The worst part is the contestants. Unlike 2009, when any of the final four seemed worthy of having their own show, no one in this year’s crop seems to have much talent at all.
Bereft of a contestant who has the right blend of inspiration and know-how, I chose Alex Sanchez as my favorite because he simply seemed more competent than the others.
After watching Alex finish a project one of his teammates had to abandon because he shot himself in the hand with a nail gun, I thought, “Oh, look! There’s a guy who can build something without screwing it up. I like him.”
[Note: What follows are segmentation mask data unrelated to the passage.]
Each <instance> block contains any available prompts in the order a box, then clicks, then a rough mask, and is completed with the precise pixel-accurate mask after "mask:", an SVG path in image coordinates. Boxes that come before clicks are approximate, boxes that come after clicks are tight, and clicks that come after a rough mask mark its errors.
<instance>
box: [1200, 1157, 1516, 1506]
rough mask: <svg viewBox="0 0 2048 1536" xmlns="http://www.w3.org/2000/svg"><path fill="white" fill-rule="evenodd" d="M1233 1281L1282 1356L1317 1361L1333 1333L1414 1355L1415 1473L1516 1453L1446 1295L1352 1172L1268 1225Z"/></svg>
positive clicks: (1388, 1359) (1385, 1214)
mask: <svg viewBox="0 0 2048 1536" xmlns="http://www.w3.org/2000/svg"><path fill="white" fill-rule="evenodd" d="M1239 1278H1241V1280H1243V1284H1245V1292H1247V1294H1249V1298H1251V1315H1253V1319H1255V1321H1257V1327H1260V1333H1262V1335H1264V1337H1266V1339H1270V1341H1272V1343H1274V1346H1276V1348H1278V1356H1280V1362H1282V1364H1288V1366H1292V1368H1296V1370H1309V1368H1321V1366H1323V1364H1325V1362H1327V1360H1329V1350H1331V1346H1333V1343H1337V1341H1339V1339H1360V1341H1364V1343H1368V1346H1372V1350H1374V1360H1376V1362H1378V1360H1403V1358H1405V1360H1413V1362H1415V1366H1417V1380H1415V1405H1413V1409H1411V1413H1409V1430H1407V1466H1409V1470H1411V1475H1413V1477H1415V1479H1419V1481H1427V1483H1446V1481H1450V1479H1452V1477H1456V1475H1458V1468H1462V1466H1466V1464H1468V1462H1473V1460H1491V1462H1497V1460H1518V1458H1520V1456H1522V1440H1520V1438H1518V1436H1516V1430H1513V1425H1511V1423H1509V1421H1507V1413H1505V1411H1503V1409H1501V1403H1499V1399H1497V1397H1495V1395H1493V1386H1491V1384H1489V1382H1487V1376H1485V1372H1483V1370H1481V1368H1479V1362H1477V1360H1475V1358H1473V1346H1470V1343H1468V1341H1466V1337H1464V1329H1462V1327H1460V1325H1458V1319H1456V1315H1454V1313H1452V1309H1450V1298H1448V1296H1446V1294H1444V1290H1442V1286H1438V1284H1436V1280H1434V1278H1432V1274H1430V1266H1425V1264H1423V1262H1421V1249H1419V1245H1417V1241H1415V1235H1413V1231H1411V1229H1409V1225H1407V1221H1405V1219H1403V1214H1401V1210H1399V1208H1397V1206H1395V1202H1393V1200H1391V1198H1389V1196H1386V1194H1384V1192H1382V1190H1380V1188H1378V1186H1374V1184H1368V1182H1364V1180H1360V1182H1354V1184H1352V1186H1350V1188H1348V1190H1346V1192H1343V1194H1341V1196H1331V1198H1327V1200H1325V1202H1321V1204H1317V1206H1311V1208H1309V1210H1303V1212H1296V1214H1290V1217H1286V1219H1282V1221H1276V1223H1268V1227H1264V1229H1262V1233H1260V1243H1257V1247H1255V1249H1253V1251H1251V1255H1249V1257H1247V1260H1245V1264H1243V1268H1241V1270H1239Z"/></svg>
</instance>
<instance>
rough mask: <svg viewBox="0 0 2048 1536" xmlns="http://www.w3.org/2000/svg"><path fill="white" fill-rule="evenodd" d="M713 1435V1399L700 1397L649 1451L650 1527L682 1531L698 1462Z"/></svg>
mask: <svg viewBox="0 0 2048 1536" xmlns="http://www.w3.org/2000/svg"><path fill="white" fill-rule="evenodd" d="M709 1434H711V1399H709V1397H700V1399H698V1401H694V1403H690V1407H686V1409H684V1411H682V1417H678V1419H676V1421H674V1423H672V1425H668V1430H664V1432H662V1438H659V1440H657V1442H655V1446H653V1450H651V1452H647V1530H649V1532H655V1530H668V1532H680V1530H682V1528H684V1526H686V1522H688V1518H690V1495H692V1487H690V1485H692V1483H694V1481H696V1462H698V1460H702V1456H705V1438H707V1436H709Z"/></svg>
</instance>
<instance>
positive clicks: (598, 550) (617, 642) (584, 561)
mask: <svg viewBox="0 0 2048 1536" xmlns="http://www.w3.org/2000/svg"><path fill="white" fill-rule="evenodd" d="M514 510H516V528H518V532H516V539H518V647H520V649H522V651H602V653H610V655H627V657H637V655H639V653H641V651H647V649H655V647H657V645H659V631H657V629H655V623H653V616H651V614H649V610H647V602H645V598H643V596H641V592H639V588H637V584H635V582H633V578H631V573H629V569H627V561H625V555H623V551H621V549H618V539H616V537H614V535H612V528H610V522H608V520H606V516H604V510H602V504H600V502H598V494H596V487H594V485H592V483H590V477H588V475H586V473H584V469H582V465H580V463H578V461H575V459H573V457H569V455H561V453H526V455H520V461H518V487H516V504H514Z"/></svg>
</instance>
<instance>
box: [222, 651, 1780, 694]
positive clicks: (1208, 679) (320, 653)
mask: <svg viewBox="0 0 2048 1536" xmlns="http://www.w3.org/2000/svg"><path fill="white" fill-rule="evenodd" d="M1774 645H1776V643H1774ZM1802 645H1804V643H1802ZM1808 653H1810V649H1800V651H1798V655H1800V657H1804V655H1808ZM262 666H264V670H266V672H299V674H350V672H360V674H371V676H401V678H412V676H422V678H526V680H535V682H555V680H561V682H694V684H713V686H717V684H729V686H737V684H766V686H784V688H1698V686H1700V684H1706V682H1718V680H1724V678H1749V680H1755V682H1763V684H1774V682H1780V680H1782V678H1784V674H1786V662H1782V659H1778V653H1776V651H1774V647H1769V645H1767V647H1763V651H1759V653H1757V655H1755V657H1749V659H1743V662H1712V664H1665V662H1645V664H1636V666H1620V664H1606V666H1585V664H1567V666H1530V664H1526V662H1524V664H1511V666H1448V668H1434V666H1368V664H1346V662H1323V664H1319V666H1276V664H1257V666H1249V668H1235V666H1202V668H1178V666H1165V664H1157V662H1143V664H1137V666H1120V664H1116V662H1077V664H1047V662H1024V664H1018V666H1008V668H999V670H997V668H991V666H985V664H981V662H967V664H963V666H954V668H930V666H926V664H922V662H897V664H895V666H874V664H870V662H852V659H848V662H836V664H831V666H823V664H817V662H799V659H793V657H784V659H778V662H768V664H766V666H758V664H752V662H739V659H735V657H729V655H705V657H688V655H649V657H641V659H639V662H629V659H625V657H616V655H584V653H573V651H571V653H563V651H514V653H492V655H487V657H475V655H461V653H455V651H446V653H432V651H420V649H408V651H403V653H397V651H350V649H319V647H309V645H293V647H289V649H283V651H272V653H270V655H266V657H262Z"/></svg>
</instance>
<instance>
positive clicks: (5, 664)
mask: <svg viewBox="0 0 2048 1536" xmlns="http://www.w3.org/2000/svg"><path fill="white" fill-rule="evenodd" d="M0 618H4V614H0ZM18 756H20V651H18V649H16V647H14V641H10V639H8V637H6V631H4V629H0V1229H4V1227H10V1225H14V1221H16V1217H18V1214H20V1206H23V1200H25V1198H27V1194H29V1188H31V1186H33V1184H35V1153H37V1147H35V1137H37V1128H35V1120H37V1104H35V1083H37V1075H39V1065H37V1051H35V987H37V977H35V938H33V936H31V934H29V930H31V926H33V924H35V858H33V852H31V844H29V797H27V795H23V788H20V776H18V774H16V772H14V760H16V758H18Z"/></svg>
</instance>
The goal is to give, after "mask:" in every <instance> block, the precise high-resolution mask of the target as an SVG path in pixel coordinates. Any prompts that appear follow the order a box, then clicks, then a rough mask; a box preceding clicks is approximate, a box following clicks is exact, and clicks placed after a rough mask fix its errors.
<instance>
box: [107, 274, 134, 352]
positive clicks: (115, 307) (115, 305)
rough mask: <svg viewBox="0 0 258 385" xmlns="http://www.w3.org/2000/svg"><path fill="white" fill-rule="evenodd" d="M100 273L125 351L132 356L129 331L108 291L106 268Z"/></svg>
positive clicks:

Alex also was the guy who noticed that another teammate had affixed her crown molding upside down, well into the second wall. Both of those teammates, Michael and Casey, are still alive in the competition but Alex is not. He was booted on Sunday in what looked to me like a conspiracy.
Granted, Alex had the least personable camera style of the five that remained, and he wasn’t likely to win the whole thing as a result. That’ll probably be Courtland because he’s the only one with a personality strong enough to carry his own show.
But Alex got screwed in the elimination. With four contestants on the hot seat, the judges chose to focus on the last two finishers from each team, instead of simply the bottom two of four, as determined by criteria I won’t explain here.
So, rather than be judged against his talentless teammate Michael, who in my opinion conspired with Casey to squelch Alex’s influence on their stupid kitchen photo-shoot project, he went up against Emily, a cute, bubbly blonde woman whose previous professional experience played into this week’s challenge.
Alex had a shot of beating Michael but no chance against Emily. It’s like the producers were hell-bent on getting rid of him, perhaps because he just wasn’t wacky enough to be entertaining.
Thus, I’m done with “Design Star.” I might watch again this year after Michael and Casey are eliminated but we’ll see.
The show just isn’t the same anymore. In fact, it’s now more like other reality competition shows, most of which are terrible. And given Alex’s demise, it doesn’t seem fair either.
By the way, Antonio’s show has gone through various scheduling changes this year, and HGTV has been cagey about why. I wrote an e-mail to the network months ago inquiring about the show’s status, to which an auto-reply indicated I’d hear back from someone. In my mail, I mentioned I’m a newspaper reporter/blogger, and wanted to share what I learned with my readers. They never wrote me back.
The next season of “The Antonio Treatment” debuts Aug. 15. Watch it. But blow off “Design Star.”